Когда я позвонила в дверь, лавина воды обрушились на землю у меня за спиной и, если бы не красивый металлический навес над крыльцом — через секунду на мне не осталось бы ни одной сухой нитки. Оглянувшись, я не смогла разглядеть ни кареты, ни даже деревьев, под которыми ее оставила, хотя до них от дома было всего несколько десятков метров. Это было похоже на начало всемирного потопа.
— Сказано же, не велено никого пускать, — донесся до меня раздраженный мужской голос.
— Откройте, — перекрикивая шум дождя, крикнула я и забарабанила в двери, что было сил.
Через некоторое время невидимый привратник снизошел к моим молитвам и приоткрыв дверь, высунул свой нос из теплого полумрака прихожей.
— Екатерина Алексеевна, — произнес он изумленно. — А я-то думал, это опять…
Это был один из младших полицейских чинов, честно говоря, я его совершенно не помнила, но он на мое счастье признал во мне вдову своего бывшего начальника и, засуетившись, втащил в дом.
Выглянув за дверь, он только перекрестился и, преодолевая сопротивление разыгравшихся стихий, затворил за мной дверь.

ГЛАВА ТРЕТЬЯ

Поглядев на себя в зеркало, я не сразу поняла, что случилось с моими волосами — они стояли дыбом, как у ведьмы. Когда я попыталась их пригладить и привести в божеский вид, они затрещали от моего прикосновения, непослушные и перенасыщенные электричеством.

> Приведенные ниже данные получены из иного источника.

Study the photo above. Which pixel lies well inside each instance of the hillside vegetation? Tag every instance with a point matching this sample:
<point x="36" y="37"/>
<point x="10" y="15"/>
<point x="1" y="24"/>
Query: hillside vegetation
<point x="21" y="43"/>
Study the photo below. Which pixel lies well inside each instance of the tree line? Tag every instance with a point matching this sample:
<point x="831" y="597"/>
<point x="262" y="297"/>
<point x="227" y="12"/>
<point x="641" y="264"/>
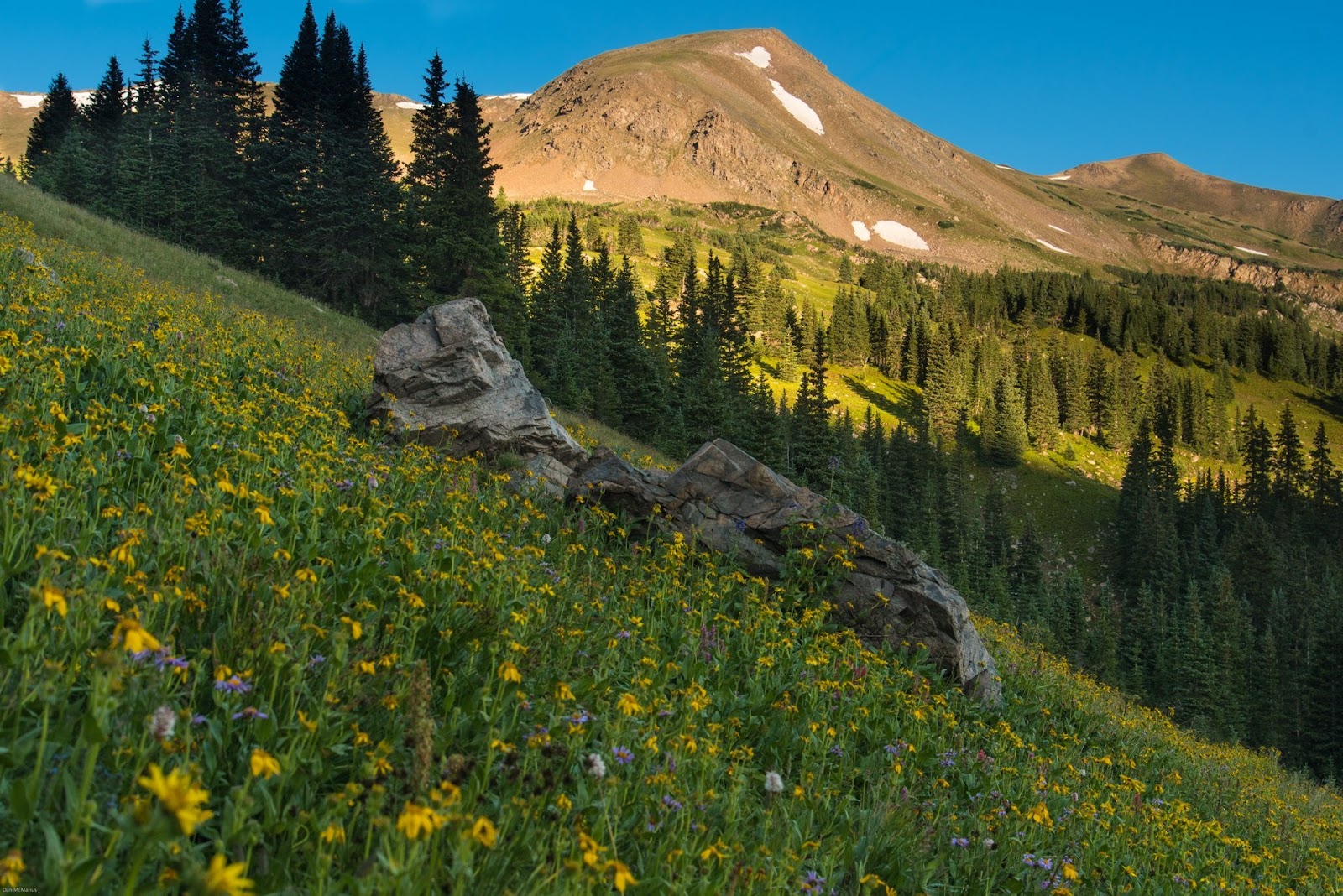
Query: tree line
<point x="306" y="190"/>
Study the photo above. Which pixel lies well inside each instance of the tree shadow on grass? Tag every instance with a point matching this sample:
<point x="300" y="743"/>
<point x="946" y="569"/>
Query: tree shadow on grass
<point x="907" y="404"/>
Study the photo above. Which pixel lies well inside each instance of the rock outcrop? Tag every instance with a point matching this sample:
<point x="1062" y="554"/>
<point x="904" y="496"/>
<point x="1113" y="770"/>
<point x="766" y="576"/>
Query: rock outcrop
<point x="729" y="502"/>
<point x="1318" y="284"/>
<point x="447" y="380"/>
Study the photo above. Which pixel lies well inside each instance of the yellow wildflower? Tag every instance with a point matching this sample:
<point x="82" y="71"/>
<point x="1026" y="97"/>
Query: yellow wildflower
<point x="1040" y="815"/>
<point x="590" y="848"/>
<point x="179" y="795"/>
<point x="416" y="821"/>
<point x="264" y="765"/>
<point x="483" y="832"/>
<point x="356" y="631"/>
<point x="132" y="636"/>
<point x="11" y="868"/>
<point x="622" y="875"/>
<point x="226" y="879"/>
<point x="54" y="600"/>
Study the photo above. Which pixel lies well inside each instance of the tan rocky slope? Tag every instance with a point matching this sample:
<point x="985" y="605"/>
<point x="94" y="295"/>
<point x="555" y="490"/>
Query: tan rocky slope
<point x="751" y="117"/>
<point x="1157" y="177"/>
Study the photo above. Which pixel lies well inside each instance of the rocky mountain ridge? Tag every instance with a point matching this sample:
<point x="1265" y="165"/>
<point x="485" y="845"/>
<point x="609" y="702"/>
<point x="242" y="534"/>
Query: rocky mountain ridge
<point x="751" y="117"/>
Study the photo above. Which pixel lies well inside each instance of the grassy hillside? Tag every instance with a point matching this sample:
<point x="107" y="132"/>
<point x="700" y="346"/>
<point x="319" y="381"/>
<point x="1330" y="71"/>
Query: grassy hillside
<point x="248" y="645"/>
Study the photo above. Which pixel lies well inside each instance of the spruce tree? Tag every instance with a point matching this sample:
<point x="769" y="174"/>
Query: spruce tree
<point x="641" y="393"/>
<point x="138" y="192"/>
<point x="812" y="435"/>
<point x="289" y="170"/>
<point x="353" y="215"/>
<point x="55" y="118"/>
<point x="1005" y="440"/>
<point x="104" y="122"/>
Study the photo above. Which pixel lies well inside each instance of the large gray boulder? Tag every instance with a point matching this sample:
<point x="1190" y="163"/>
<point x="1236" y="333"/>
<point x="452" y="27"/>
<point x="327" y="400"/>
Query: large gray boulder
<point x="447" y="380"/>
<point x="731" y="502"/>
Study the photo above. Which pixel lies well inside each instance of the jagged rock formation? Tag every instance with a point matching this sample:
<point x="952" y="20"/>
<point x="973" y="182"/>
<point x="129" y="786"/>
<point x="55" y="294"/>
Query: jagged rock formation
<point x="729" y="502"/>
<point x="447" y="380"/>
<point x="1318" y="284"/>
<point x="27" y="259"/>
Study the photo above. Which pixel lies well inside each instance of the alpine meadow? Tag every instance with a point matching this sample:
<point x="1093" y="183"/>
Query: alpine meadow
<point x="268" y="625"/>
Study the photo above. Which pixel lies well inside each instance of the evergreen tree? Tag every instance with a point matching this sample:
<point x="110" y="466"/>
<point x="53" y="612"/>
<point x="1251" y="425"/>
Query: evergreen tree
<point x="1041" y="404"/>
<point x="813" y="438"/>
<point x="353" y="215"/>
<point x="104" y="121"/>
<point x="473" y="253"/>
<point x="1005" y="438"/>
<point x="641" y="399"/>
<point x="290" y="164"/>
<point x="55" y="118"/>
<point x="138" y="184"/>
<point x="427" y="211"/>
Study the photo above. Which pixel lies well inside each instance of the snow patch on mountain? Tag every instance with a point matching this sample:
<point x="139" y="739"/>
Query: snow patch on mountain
<point x="759" y="56"/>
<point x="897" y="233"/>
<point x="798" y="107"/>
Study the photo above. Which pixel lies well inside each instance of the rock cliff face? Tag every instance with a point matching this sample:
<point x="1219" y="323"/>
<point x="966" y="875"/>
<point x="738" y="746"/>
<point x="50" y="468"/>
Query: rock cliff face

— Господи, на кого я похожа, — улыбнулась я своему спасителю, пытаясь вспомнить обстоятельства нашего знакомства.
— Вот уж не ожидал с вами свидеться, Екатерина Алексеевна, да еще в таком месте… Вы меня, должно быть, и не помните?
Пожав плечами, я покачала головой, подтверждая его слова.
— Вы с Александром Христофорычем ко мне в лазарет приходили. Когда меня подранили, вспомнили?
— Ну, конечно же, — искренне обрадовалась я, — то-то я вижу — знакомое лицо.
Теперь я вспомнила этого человека. Несколько лет назад он — совсем еще молоденький и необстрелянный — в одиночку пытался усмирить толпу перепившихся грузчиков в порту и получил бутылкой по голове. Александр отнесся к его поступку с большой симпатией и не отказал мне в просьбе познакомить с юным героем.
Тогда-то мы и навестили его в больнице. Он произвел на меня весьма приятное впечатление, и я несколько раз посылала ему корзинки с провизией.
С тех пор он возмужал и окреп, но по большому счету — совсем не изменился.